Not only food is obtained in this—if one wishes to call it by that name, mechanical—way; protection against injury is thus made possible too. If the snail instead of approaching a rock, had come near a directly injurious substance, it might have changed its route even before touching that substance; for the tissues of its body are excited, not only by touch, but also by many other influences, for example by a change of temperature, or by the effect of a volatile chemical substance. A piece of camphor instead of a rock would have turned the snail some distance before touch would have been possible. Another important method of protecting itself is that of completely retiring within its shell. This again requires no additional mechanism. We supposed above, that the touch of which we spoke was a very gentle touch. It will, of course, always be gentle if it results from the snail's this slowly moving animal's own motion. If the touch is relatively strong, as when a child touches the snail with a straw, the excitation resulting and spreading with great force all through the tissues must cause, not only the tissues at the point of contact, but also the neighboring tissues, possibly all of the body, to contract vigorously. If the whole body contracts strongly, it must, since a part of it is attached to the interior of the shell, necessarily disappear in the shell. It is to be noted, however, that one kind of behavior is impossible in this kind of an animal, namely, stimulation occurring at one point of the body and contraction occurring exclusively

(14) at an entirely separate point of the body. There must always be what may be called a wave of both excitation and contraction, spreading from the point of stimulation more or less—so little, indeed, in some cases that contraction may seem to be confined to the point of stimulation, or so much in others that clearly the whole body is involved. But the point of stimulation can not in any case fail to be included in and to be the center and starting point of the wave of contraction. Nevertheless, a snail does not need a nervous system in order to live. It can behave in the way in which we have described it as behaving without possessing nervous tissues of any kind whatsoever.

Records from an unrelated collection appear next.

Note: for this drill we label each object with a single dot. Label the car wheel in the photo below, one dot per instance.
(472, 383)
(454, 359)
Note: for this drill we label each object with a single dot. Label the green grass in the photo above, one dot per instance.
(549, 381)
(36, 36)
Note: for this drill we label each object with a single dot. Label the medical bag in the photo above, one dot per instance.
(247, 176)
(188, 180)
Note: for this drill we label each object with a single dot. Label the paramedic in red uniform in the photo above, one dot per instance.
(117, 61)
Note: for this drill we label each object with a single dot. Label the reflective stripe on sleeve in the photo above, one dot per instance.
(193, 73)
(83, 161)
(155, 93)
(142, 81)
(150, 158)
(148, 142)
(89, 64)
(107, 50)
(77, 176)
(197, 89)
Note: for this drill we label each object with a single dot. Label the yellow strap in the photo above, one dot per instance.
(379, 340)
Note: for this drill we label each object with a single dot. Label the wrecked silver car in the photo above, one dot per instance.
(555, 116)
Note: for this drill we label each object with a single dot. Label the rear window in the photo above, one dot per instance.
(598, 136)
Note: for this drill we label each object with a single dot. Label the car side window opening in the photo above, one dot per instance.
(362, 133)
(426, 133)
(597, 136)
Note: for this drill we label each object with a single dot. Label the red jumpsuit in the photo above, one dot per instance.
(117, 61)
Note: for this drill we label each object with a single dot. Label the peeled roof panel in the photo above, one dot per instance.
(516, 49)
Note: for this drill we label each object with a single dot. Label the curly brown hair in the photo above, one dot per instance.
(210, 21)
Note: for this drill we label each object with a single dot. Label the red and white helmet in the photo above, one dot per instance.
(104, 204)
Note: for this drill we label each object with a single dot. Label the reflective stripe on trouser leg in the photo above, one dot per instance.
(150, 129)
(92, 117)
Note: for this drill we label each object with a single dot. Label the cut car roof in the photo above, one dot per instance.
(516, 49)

Nevertheless we may wish to appear generous and offer our snail the nervous system of our design in Figure 1. Although the snail can get along without a nervous system, why should it not get along even better when in possession of our gift, we might naively ask. Imagine the snail had accepted the gift and were approaching the rock in Figure 4. The moment when the contact occurs one of the peripheral ends of the nervous strings is excited. The strings are so differentiated that they have an immensely greater conductivity, that is, lesser resistance, than the undifferentiated tissues. The excitation, therefore, is conducted to the point where all the nervous strings are connected and thence with great intensity of flux along all the nervous strings, thus reaching effectively all the parts of the body. Consequently, all the parts of the body contract practically at the same time with great force. A prompt and relatively strong contraction at the point of stimulation, followed slowly by a weak and uniform contraction of the whole body is no longer possible. The resulting change of position is also impossible. The whole body contracts and, after a while, expands again,

( 15) to touch, of course, the rock in exactly the same way that it did the first time. In consequence of the touch, the whole body contracts again. It expands again, contracts again, expands again, contracts again, and so on ad infinitum, until the animal is either exhausted or starved or both. Any way of avoiding the obstacle is impossible. It is clear, then, that the snail would be very much worse off with this kind of a nervous system than without any. Without any nervous system it can live quite well, unless it happens to have exceedingly bad luck. With this nervous system it can not live any more than a human being could live who, whenever he saw or heard anything, instead of normally responding to the situation presented, would invariably have an epileptic fit, a violent and entirely useless unadapted muscular contraction.